Monday 21 January 2013

pure personality

Mid-way through the Christmas holidays I realised that I got my timing very wrong: to be in the last trimester of pregnancy during the hot, crowded, festive season and facing the daily challenge of entertaining two 5-year-olds was mildly exhausting - to say the least.
I know, I know, I must not complain as we do live in one of the most beautiful places on earth...I could have been trapped in a city apartment block with it snowing outside! I'm just not that good with crowds and traffic and sharing our "most beautiful place on earth" with the rest of South Africa - call me selfish. Anyhow its all over and life returns to normal. I can now, smugly, find parking at the beach for my morning walk after dropping the girls at school! And I vow to graciously remember this year- long privilege next festive season, when I am less hormonal - promise.

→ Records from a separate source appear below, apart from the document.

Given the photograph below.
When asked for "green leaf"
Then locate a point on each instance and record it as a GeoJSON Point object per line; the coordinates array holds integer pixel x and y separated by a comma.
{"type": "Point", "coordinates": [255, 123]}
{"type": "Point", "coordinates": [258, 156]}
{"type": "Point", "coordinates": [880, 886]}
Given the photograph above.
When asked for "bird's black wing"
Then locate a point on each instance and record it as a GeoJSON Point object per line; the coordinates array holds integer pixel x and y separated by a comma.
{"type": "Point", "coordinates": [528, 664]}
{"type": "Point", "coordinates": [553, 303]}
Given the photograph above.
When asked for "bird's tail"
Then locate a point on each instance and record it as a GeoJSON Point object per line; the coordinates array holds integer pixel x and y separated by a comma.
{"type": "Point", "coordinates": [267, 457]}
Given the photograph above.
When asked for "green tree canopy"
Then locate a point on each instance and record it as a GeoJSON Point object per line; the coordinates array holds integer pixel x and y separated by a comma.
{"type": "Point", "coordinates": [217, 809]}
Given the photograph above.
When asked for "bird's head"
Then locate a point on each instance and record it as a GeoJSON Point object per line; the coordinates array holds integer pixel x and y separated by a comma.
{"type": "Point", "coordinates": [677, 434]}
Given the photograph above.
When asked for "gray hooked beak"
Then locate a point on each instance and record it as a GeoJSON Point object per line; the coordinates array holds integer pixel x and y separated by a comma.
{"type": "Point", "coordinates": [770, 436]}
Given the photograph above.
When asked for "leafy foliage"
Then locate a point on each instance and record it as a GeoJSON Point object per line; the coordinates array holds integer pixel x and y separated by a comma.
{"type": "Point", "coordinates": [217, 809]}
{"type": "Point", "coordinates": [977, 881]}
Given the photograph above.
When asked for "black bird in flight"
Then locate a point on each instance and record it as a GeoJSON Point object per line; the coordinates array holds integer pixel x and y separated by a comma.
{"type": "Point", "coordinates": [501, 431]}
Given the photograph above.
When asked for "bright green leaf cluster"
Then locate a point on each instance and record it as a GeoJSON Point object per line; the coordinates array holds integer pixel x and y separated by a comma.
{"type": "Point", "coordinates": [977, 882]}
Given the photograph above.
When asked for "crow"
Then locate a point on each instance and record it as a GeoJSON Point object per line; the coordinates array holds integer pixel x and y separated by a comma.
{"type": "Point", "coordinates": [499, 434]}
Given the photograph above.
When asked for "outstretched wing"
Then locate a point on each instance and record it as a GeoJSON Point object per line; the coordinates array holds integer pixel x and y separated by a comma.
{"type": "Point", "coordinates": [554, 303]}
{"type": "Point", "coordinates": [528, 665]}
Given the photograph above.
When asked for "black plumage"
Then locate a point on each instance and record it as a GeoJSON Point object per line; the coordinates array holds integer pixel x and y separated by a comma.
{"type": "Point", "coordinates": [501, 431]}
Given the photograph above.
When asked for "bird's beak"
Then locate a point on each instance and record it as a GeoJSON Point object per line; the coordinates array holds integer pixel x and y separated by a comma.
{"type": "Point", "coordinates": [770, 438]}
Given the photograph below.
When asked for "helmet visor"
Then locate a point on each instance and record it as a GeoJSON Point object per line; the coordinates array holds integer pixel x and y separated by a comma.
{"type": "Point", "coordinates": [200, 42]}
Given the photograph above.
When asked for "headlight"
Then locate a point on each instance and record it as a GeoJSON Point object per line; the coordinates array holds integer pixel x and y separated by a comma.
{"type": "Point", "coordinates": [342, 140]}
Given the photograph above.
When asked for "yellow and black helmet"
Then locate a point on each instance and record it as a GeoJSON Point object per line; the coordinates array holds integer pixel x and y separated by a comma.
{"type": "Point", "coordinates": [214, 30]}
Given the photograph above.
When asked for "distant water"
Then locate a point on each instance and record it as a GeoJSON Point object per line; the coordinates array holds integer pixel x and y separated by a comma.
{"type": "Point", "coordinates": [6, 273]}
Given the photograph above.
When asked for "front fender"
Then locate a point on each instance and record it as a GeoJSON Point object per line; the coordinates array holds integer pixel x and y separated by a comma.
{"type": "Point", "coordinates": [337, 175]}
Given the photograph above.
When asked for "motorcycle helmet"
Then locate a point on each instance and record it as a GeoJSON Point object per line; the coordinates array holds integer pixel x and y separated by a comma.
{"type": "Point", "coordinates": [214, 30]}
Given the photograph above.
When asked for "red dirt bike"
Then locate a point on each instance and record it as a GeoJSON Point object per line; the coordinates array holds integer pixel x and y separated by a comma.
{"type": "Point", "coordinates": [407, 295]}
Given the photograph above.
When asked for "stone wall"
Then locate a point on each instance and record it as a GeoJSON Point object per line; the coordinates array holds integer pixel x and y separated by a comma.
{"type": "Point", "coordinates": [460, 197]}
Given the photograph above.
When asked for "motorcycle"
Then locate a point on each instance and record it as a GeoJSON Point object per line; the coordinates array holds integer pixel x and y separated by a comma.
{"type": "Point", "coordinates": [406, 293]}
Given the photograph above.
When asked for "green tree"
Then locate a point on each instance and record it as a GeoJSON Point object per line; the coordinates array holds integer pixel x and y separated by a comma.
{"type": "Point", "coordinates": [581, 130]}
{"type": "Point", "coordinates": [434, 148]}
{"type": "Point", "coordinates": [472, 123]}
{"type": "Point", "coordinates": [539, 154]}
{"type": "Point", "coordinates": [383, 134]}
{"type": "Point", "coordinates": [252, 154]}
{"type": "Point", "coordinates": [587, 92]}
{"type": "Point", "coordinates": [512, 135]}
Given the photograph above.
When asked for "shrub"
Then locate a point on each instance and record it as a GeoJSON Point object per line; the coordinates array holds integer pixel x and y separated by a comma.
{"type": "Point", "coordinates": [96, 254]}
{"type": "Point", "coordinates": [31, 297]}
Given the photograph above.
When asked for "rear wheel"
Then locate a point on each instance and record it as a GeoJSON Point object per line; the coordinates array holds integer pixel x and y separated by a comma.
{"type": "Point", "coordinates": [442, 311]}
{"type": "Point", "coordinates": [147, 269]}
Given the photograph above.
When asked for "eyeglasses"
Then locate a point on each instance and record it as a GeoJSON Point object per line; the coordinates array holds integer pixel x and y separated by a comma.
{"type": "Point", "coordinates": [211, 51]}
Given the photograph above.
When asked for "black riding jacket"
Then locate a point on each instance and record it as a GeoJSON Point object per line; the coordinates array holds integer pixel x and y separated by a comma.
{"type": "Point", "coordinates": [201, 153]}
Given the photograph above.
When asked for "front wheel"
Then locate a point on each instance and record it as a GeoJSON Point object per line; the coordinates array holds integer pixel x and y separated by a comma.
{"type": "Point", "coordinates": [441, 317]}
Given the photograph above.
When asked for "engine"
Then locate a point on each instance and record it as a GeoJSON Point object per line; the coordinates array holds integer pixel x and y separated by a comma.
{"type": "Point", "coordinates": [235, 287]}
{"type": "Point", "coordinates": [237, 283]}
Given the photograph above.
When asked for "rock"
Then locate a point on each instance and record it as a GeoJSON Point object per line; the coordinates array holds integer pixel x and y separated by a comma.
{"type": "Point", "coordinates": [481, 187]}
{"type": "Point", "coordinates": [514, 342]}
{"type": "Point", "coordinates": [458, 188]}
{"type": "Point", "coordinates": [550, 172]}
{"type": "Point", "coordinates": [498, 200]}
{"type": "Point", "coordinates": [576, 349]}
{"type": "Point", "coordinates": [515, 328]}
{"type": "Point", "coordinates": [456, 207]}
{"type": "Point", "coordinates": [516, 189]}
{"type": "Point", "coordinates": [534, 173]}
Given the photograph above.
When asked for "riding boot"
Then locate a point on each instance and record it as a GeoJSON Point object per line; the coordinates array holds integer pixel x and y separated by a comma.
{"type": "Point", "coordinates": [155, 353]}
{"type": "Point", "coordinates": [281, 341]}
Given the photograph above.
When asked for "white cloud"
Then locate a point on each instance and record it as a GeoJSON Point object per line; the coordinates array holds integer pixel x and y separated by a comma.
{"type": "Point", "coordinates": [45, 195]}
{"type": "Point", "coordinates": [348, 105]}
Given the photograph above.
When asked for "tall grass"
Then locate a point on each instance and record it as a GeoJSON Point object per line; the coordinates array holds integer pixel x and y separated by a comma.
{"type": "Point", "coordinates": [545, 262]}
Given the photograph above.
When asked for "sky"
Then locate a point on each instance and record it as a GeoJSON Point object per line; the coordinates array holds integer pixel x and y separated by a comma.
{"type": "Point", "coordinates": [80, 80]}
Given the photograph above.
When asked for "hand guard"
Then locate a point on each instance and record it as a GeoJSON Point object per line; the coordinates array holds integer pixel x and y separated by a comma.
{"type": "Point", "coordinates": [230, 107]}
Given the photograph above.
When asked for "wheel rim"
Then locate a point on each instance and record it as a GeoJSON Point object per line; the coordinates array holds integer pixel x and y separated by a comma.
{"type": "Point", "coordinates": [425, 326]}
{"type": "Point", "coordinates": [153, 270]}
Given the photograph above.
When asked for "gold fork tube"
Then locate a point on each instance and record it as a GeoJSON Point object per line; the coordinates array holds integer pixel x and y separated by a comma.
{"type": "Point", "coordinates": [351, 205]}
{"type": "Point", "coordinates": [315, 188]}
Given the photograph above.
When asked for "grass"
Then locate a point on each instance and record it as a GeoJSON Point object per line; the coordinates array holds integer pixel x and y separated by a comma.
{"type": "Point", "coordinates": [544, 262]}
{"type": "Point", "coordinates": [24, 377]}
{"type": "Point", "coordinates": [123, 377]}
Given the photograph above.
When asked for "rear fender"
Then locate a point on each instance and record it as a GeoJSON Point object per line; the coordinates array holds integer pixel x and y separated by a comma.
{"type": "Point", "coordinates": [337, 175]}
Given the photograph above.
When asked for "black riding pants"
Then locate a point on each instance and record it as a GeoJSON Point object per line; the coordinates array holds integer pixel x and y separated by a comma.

The great thing about the holidays and my enforced home time (I did not venture off the farm into the madness much) was spending more quality time with the twins. And as a result observing, with a bit more insight than usual, the developments in their personalities.
My father coined a phrase that I love to remember when it comes to inexplicable behavior: "pure personality". And that's just it, we are born with our personality whether we like it or not and no conditioning, discipline or conforming will change the essence of our personalities  We are forever doomed to deal with it's flaws and exalt in it's perfections. Seeing the way my children, born on the same day, under the same stars and raised in the same home, confront various challenges in such extraordinarily different ways confirms this to me each time.
One of the challenges they faced this holiday was learning to ride their bikes. One of them asked for her trainer wheels to be removed on day two and from then on, with the odd 20 minutes put in by Dad, went on to practice daily until she perfected the art of riding her bicycle, which brought her so much pleasure that she forgot all about using her excess energy on punishing me for attention: a valuable realisation on my part!
The other was very keen to try but as soon as she saw she couldn't immediately master it, she grew anxious and angry and gave up. This caused even more frustration as her sister was doing something she couldn't do - but she was be damned if she was going to fall around like a fool in front of anyone - rather ignore the whole project.
Many frustrated tears and tantrums were thrown, to which I responded with logic: "if you don't try, you won't learn," anger: "for goodness sake, either try or don',t but stop punishing all of us too!" and remedial teaching: "Once upon a time there was a little girl who had a twin sister..." None of the above worked until finally her stubbornness gave in and she agreed to let me help her. So, with preggi belly and all, I put in my time daily up and down the driveway and slowly her self-confidence gathered momentum until suddenly she realised "Oh, I can do this!" And she did.
I am so excited about this latest step in development as it gives them a huge leap in freedom and independence. It also confirmed, yet again that no two children are the same and as parents we have to continue to strive to meet their individual personality needs. I guess that throws the "parenting formula" out of the window and another reason why they don't dish out handbooks at birth!